I pulled into the parking lot and lit up a joint. The world slowly loosened its grip on my mind, sublimating everything into music. I wanted consciousness to evolve and stay like this forever. I put up the top and pulled my Fender out of the trunk. Inside, framed headshots of dead legends lined the corridor from Morrison to Cobain. There was still space on the walls for future suicides. I wasn’t the first person to have asked Paul to take down the mirror at the end of the hall.

I revisited my entire approach to the song I’d been tinkering with for the past couple of months. I felt I had discovered the missing ingredient at the Rivington. Maybe the week wasn’t an entire waste after all. What the music lacked, and the lyrics overcompensated for, was a mood of losing things with an equanimity that bordered on indifference, but the missing spice, the flavor that tied everything together and set the palette on fire, was the wanting to care.

We ordered some Korean at the end of a four hour stretch. Paul looked at the wooden chopsticks apprehensively.
“Go ahead. Use your fingers. We’re all friends here.” It was just us two and Romeo, his Maltese.
“What the hell is this? Tentacles?”
“Squid. Try it. It’s spicy. You like spicy.”
We continued eating in silence, and finished the first bottle of soju before he broached the subject.
“So what’s with all this moody shit? You decide to be an artist all of a sudden?”
I snorted and refilled our empty shot glasses.
“I’m not saying I don’t like it, but you’re killing your career here, and no one can understand why.”
I dipped another tentacle into the vinegary red pepper paste and chewed on it thoughtfully.
“Maybe you’re thinking, Man, I’m not cut out for this shit. Everyone thinks that. Ain’t that right, dawg?”
Romeo sat up on his hind legs, and started pumping his paws. “That’s right, dawg. Churning the butter,” he smiled, allowing the tone of his voice to rise and fall playfully as he spoke.
I smiled in spite of myself. “Don’t give him any though. It’s not good for him.”
“Yeah, you’re probably right,” he agreed. “Anyway, what the hell was I saying?”
I knocked back another shot which made him snap his fingers.
“Not cut out for this? That’s horseshit is what it is. I should know. I see you. You work harder than anyone I know. And I’ve been in this biz since you were his size,” he said indicating Romeo with his thumb.
“Did you see the thing on cable last week? About the band?”
His uncomfortable silence confirmed he had, and put an end to the conversation. I despised him a little for trying to save me from myself.
We ate.
“I was just saying.”
“I know.”
He reached for another tentacle with his chopsticks. It got away from him and fell to the floor. Romeo stopped begging and made a lunge for it, but I’d covered it with my foot before he could get to it. He sniffed at my foot and started begging again. I ignored him as Paul and I finished our meal, absorbed in our own separate thoughts.

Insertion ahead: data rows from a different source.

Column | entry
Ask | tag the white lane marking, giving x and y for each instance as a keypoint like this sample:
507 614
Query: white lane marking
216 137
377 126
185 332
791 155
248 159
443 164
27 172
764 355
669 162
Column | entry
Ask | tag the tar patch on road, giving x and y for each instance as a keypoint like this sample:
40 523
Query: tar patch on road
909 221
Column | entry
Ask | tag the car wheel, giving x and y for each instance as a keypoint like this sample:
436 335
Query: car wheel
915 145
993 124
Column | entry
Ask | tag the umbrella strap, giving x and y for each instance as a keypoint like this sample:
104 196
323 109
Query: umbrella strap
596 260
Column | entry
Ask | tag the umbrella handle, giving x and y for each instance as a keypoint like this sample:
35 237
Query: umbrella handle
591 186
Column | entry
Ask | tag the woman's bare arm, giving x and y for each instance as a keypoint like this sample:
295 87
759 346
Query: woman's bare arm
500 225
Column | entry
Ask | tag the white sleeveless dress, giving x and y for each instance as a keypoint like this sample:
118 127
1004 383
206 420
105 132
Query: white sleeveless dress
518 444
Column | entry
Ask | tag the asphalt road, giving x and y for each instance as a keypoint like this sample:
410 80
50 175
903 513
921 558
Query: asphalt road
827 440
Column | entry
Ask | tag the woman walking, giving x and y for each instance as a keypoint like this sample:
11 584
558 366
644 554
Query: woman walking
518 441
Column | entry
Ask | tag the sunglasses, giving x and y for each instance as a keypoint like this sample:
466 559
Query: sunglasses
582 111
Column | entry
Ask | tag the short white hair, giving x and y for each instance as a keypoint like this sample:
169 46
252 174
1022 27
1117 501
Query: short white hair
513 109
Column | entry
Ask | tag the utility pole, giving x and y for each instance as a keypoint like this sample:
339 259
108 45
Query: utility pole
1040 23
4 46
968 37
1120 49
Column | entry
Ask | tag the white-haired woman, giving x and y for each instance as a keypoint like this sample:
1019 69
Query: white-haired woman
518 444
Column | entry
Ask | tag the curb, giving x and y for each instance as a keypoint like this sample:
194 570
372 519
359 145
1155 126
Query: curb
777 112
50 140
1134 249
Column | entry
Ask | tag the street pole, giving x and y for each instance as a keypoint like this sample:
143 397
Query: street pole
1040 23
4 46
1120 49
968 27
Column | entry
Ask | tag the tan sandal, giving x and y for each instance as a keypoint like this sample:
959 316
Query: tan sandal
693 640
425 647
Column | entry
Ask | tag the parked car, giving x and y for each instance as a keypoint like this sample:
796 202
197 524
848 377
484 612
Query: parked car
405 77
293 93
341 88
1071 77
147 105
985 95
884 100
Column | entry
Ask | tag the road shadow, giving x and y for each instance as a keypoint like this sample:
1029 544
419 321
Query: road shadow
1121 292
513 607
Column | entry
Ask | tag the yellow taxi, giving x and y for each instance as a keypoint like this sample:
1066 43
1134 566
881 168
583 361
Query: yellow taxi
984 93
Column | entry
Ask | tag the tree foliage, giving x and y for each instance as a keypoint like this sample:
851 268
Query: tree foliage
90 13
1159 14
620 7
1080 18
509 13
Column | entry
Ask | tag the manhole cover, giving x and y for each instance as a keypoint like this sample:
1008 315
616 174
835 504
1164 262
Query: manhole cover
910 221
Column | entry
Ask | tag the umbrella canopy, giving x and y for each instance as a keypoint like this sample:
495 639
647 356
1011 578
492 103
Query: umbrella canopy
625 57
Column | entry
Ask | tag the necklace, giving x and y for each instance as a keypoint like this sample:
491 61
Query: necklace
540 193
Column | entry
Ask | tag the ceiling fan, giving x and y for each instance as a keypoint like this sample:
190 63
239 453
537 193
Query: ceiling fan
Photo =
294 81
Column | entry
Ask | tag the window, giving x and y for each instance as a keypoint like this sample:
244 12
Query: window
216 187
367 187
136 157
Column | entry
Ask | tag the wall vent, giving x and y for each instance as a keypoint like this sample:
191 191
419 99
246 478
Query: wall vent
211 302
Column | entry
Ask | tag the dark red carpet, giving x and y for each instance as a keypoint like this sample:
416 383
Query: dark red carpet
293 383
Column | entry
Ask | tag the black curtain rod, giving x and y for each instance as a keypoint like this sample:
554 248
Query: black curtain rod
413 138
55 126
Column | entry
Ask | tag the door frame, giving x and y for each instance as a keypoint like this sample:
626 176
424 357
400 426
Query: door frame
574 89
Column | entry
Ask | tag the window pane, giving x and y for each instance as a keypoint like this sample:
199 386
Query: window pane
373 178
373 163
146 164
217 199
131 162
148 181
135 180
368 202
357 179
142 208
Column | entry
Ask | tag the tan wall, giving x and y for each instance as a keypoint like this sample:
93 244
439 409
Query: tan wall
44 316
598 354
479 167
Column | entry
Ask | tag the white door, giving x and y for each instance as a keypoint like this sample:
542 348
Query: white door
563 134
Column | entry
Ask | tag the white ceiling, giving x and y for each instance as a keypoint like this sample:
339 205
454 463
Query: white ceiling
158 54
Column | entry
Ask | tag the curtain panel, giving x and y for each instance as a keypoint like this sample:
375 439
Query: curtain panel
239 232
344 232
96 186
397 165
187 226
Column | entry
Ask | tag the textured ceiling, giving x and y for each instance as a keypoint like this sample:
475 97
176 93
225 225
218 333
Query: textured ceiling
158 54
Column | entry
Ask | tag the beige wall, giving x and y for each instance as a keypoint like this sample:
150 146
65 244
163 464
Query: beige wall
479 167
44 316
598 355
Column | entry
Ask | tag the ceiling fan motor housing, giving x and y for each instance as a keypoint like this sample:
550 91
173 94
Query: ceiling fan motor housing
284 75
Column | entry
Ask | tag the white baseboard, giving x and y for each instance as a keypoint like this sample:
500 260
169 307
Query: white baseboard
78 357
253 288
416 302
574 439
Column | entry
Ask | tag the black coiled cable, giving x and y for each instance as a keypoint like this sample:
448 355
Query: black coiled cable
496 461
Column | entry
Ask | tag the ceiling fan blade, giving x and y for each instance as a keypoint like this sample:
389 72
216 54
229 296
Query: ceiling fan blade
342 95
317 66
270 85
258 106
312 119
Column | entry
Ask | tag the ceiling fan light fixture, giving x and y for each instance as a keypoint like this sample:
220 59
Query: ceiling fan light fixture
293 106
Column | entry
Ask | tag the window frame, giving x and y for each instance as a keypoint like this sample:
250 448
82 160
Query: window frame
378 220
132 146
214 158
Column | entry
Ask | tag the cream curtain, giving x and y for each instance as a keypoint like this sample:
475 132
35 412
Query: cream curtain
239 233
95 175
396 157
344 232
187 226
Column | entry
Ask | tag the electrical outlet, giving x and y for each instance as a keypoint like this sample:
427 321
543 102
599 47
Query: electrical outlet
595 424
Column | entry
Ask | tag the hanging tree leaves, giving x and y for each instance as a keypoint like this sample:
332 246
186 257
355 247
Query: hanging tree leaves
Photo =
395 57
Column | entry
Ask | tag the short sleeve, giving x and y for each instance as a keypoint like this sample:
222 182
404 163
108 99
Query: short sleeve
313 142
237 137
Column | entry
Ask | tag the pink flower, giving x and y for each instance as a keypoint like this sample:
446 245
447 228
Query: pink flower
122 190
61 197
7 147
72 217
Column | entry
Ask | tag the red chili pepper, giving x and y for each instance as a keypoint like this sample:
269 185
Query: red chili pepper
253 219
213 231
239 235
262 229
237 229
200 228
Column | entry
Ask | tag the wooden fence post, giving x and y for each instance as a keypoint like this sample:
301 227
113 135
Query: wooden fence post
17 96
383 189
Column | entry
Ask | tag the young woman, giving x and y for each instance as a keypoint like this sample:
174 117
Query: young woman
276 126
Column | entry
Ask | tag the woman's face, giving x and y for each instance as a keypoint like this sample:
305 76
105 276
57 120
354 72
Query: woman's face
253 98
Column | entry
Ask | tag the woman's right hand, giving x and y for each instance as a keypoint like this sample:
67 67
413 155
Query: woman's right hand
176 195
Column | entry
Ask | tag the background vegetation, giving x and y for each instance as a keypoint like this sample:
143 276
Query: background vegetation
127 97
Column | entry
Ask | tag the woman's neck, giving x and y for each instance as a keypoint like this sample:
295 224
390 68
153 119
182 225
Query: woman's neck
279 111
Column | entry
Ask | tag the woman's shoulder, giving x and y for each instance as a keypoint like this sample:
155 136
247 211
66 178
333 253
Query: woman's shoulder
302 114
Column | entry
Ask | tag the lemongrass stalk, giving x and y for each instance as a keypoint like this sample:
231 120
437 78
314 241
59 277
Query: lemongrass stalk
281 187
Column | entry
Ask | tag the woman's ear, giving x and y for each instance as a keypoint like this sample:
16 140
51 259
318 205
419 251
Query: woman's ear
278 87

On my way out, I stopped in front of the mirror in the hall of suicides, vaguely remembering the sound of a body hitting the floor. I stared at my reflection for a long time wondering where you had to be in your mind to make taking your own life make sense. I lit my cigarette, and my reflection lit his. Nothing mattered. Nothing was the matter. The matter was that nothing mattered. The nothing that mattered was a matter of life and death. We exhaled a sigh of blue smoke that seemed to mix and mingle along the cold surface of the mirror. No. If I were to do it, it would’ve got done a long time ago.